Il risultato che si ottiene è molto variegato e tale da proporre ai consumatori pizze con una vasta gamma di sfumature e caratteristiche sensoriali differenti: alcune hanno il bordo più pronunciato, altre presentano una maggiore quantità di bolle, altre hanno bolle di maggiori dimensioni, alcune risultano più sazianti, altre meno, alcune più morbide altre più consistenti. Insomma verrebbe da dire: ce n’è per tutti i gusti e, forse, proprio questa infinita variabilità di caratteristiche sensoriali è stata la chiave del successo di questo prodotto della gastronomia napoletana, amato e imitato in tutto il mondo.

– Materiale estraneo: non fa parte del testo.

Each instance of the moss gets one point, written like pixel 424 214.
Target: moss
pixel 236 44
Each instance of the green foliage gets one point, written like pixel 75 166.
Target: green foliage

Visto il successo mondiale raggiunto da questo prodotto e il grado di eccellenza raggiunto dai maestri pizzaioli ormai presenti ovunque, anche al di fuori dal Paese dove questo, semplice ma delizioso, prodotto è nato e si è diffuso, viene da domandarsi perché lo si voglia osservare con il rigore dell’approccio scientifico. A un’attenta riflessione questa scelta non appare affatto strana. Se si vuole uscire fuori dai confini del folclore, dall’empirismo, dai luoghi comuni e dalle false credenze, il solo modo per farlo è comprendere il perché certi fenomeni si sviluppano in un modo piuttosto che in un altro, perché certe materie prime danno luogo a risultati e altre a risultati diversi, perché lievi differenze nella preparazione portano a pizze con certe caratteristiche sensoriali piuttosto che ad altre. Sapere cosa lega fra loro la composizione delle materie prime al comportamento dell’impasto, la struttura dell’impasto alle caratteristiche organolettiche della pizza è il solo modo per decidere come e quando intervenire per ottenere un risultato desiderato o correggere gli errori e avere così completa padronanza di un’arte sviluppata con la pratica nei secoli e che ha reso la Pizza un prodotto tipico frutto dell’esperienza dei pizzaioli napoletani.